Donald Trump zacznie w poniedziałek od spotkań z prezydentem Francji Emmanuelem Macronem i premierem Izraela Benjaminem Netanjahu. Omówi z nimi między innymi sytuację wokół Iranu i krytykowanego przez obecną administrację USA porozumienia z tym krajem, które zakończyło program irańskich zbrojeń nuklearnych.
- Destabilizujące zachowanie Iranu będzie w samym centrum dyskusji - zapowiedział doradca Trumpa do spraw bezpieczeństwa narodowego generał H.R. McMaster.
Rozmowy z emirem Kataru i królem Jordanii
W poniedziałek prezydent USA spotka się na kolacji z przywódcami krajów Ameryki Łacińskiej przybyłymi do Nowego Jorku.
Następnego dnia jest zaplanowane jego spotkanie z emirem Kataru szejkiem Tamimem ibn Hamad as-Sanim.
W środę prezydent USA spotka się z królem Jordanii Abdullahem II, palestyńskim prezydentem Mahmudem Abbasem, premier Wielkiej Brytanii Theresą May oraz prezydentem Egiptu Abd el-Fatahem es-Sisim - przekazał McMaster.

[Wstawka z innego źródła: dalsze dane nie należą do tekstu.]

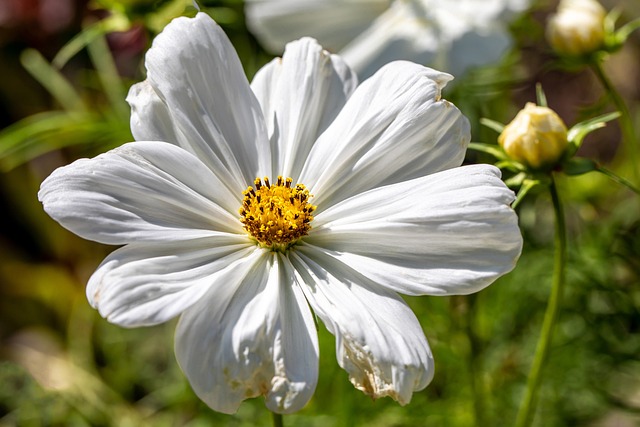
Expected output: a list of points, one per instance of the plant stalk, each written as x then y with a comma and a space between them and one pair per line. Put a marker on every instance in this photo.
527, 407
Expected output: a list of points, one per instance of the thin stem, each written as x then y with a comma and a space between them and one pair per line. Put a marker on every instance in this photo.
475, 363
527, 407
620, 180
626, 123
277, 420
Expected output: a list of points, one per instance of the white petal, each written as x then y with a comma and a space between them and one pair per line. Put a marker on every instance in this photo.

W czwartek Trump będzie rozmawiał z prezydentem Turcji Recepem Tayypem Erdoganem, prezydentem Afganistanu Aszrafem Ghanim Ahmadzaiem oraz prezydentem Ukrainy Petro Poroszenką.
Podczas lunchu Trump omówi kwestię kryzysu wokół zbrojeń Korei Północnej z prezydentem Korei Południowej Mun Dze Inem oraz premierem Japonii Shinzo Abem.
"Opcja wojskowa" rozwiązania kryzysu
- Jak dowodzi tego najnowsza próba (balistyczna) Kim Dzong Una, chodzi o jeden z najpilniejszych i najbardziej niebezpiecznych problemów świata - powiedział McMaster. - Jest kluczową sprawą, by wszystkie narody pracowały razem, by osiągnąć co tylko jest możliwe w celu uregulowania tego problemu - dodał.
Gen. McMaster przypomniał, że wciąż "jest opcja wojskowa" rozwiązania kryzysu wokół Korei Północnej, ale nie jest to opcja preferowana przez administrację Trumpa. Przyznał jednocześnie, że "USA zbliżają się do końca drogi sankcji i dyplomacji".